What Is a Structured Settlement?
You were seriously injured in a car accident. After several months, maybe years of litigation, your attorney tells you that she can settle the case for $2 million if you agree to a structured settlement. So what is a structured settlement? A structured settlement is an agreement between you and the defendant's insurance company in which you agree to dismiss your case in exchange for the insurer's agreement to provide you with periodic payments in the future. Instead of receiving the $2 million all at once, in what's called a "lump sum" payment, you will receive the money in partial payments over time. Is this a good idea for you?
It depends. The biggest advantage is that you will pay much less in taxes on the amount if it is a paid as a structured settlement. In some cases, the money could be tax-free. You can also arrange the payments to be made at a specified time in the future, such as a child's leaving for college. You can set aside a portion for payment of future medical bills if you will still be receiving treatment. If you have trouble managing your money, or will have problems with friends and relatives who may want to "share" in your settlement, a structured settlement could be a good idea.

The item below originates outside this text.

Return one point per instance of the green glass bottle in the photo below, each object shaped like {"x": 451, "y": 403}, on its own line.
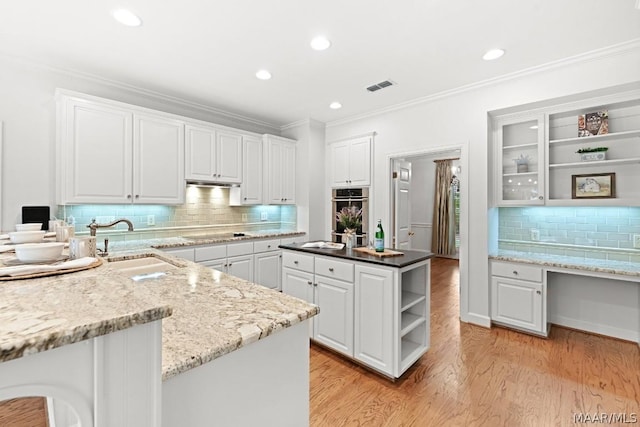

The disadvantages are that you are relying on the insurance company or the company they purchase an annuity from to fund the settlement, to be in business for the rest of your life. If they go out of business, your settlement goes with it. If you die before receiving all of the funds, the remainder may not go to your estate or heirs. If you are financially savvy, or have good investment advisers, you could make more money by taking the lump sum settlement, paying the taxes, and investing the money yourself. Finally, if you change your mind, not all states allow you to sell your structured settlement for a lump sum. If you do sell, you will receive less money because the company buying it will be looking to make a profit from the sale.
Be sure to examine all of the benefits and disadvantages of structured settlements closely with your attorney. What's good for one injured person isn't necessarily good for all.